Little Chef
Cottage Cheese Date and Chocolate Scones by Zero Guilt By Hela
Tender, protein-rich scones studded with sweet Medjool dates and melted dark chocolate for a cozy breakfast.
Serves: 8Prep: 15 minCook: 20 min
Ingredients
- 2 cup all-purpose flour
- 1 cup cottage cheese, blended until smooth
- 1/4 cup maple syrup
- 1 tbsp baking powder
- 1/2 tsp salt
- 1/2 cup medjool dates, pitted and chopped
- 1/2 cup dark chocolate chips or chopped bar
- 4 tbsp cold unsalted butter, cubed
Instructions
- Preheat your oven to 400°F (200°C) and line a baking sheet with parchment paper.
- Whisk together the flour, baking powder, and salt in a large bowl
- Cut the cold cubed butter into the flour mixture using a pastry cutter or your fingers until it resembles coarse crumbs.

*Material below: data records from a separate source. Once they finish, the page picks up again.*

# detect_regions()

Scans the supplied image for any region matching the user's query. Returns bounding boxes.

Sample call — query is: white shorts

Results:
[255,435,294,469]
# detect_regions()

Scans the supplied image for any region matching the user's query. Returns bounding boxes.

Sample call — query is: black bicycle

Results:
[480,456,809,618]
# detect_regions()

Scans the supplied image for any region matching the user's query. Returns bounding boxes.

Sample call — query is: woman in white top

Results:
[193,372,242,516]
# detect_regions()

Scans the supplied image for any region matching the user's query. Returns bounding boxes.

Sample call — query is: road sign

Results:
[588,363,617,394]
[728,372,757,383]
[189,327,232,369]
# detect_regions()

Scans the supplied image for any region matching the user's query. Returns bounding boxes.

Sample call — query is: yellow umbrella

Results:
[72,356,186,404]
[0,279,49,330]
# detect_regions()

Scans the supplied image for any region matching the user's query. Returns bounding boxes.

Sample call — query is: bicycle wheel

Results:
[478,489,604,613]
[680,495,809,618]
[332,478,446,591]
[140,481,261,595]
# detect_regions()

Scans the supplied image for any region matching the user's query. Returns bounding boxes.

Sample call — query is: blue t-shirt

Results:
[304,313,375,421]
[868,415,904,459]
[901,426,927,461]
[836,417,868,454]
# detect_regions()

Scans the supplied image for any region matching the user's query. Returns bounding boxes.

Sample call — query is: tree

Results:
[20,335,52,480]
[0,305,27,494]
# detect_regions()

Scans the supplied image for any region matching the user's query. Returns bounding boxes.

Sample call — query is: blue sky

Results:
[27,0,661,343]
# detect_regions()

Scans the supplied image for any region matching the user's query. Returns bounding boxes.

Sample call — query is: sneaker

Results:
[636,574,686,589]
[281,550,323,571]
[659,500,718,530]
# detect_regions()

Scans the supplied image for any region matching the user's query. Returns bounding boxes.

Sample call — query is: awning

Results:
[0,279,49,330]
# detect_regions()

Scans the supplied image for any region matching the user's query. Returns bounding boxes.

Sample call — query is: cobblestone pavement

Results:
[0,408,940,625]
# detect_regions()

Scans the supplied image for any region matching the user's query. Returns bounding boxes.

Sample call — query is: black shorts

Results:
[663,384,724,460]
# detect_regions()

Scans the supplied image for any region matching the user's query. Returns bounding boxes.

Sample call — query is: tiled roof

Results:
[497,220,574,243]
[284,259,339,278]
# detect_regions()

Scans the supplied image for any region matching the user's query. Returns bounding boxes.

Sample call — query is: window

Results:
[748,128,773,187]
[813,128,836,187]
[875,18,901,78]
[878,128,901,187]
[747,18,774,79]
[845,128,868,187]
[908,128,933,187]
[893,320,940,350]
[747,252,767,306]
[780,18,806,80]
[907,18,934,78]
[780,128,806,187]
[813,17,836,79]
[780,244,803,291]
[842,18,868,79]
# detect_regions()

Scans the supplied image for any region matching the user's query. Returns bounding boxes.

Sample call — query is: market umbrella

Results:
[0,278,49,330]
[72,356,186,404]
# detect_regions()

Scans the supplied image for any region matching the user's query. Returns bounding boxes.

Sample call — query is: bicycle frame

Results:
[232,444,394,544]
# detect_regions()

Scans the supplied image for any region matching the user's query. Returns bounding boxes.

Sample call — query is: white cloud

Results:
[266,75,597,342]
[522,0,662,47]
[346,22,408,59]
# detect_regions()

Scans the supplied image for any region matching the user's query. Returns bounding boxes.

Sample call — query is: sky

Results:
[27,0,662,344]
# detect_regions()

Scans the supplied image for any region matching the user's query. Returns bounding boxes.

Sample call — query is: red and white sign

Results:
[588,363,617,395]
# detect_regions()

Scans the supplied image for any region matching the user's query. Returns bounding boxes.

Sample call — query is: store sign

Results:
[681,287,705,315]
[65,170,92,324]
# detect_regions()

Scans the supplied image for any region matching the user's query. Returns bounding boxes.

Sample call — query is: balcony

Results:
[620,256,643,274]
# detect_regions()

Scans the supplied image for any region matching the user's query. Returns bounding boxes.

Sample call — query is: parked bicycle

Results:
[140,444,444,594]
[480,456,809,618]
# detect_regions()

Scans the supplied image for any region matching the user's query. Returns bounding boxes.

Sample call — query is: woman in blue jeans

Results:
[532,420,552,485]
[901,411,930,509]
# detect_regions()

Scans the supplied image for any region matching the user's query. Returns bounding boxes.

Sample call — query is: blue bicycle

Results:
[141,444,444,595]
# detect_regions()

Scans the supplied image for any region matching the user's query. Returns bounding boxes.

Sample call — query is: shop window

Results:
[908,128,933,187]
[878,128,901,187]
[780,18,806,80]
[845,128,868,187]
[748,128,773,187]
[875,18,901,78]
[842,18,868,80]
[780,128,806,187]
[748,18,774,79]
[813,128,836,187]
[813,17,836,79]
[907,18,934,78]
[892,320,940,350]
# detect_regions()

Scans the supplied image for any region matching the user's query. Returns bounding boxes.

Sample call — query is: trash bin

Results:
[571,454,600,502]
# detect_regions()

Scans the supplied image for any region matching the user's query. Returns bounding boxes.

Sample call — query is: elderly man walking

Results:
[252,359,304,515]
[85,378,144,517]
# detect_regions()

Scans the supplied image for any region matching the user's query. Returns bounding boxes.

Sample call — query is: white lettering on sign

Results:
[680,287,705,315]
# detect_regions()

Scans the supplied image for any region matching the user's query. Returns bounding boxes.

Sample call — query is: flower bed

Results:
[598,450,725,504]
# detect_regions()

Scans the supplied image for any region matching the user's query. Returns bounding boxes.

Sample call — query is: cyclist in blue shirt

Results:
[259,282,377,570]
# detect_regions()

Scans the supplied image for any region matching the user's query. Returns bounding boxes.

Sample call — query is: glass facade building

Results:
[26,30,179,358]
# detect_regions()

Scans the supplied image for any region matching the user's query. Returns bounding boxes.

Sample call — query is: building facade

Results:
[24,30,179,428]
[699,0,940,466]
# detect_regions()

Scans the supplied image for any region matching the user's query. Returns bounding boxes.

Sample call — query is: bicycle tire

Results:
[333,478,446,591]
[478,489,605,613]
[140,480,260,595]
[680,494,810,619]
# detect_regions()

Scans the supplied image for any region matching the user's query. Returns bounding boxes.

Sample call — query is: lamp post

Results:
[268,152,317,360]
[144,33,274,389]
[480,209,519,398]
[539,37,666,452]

- Stir in the blended cottage cheese and maple syrup until a shaggy dough begins to form.
- Fold in the chopped dates and dark chocolate chips until evenly distributed.
- Turn the dough onto a lightly floured surface and pat into a 1-inch thick circle, then cut into 8 wedges.
- Arrange the wedges on the prepared baking sheet and bake for 18–20 minutes, or until the tops are golden brown.
- Cool on the pan for 5 minutes before serving warm.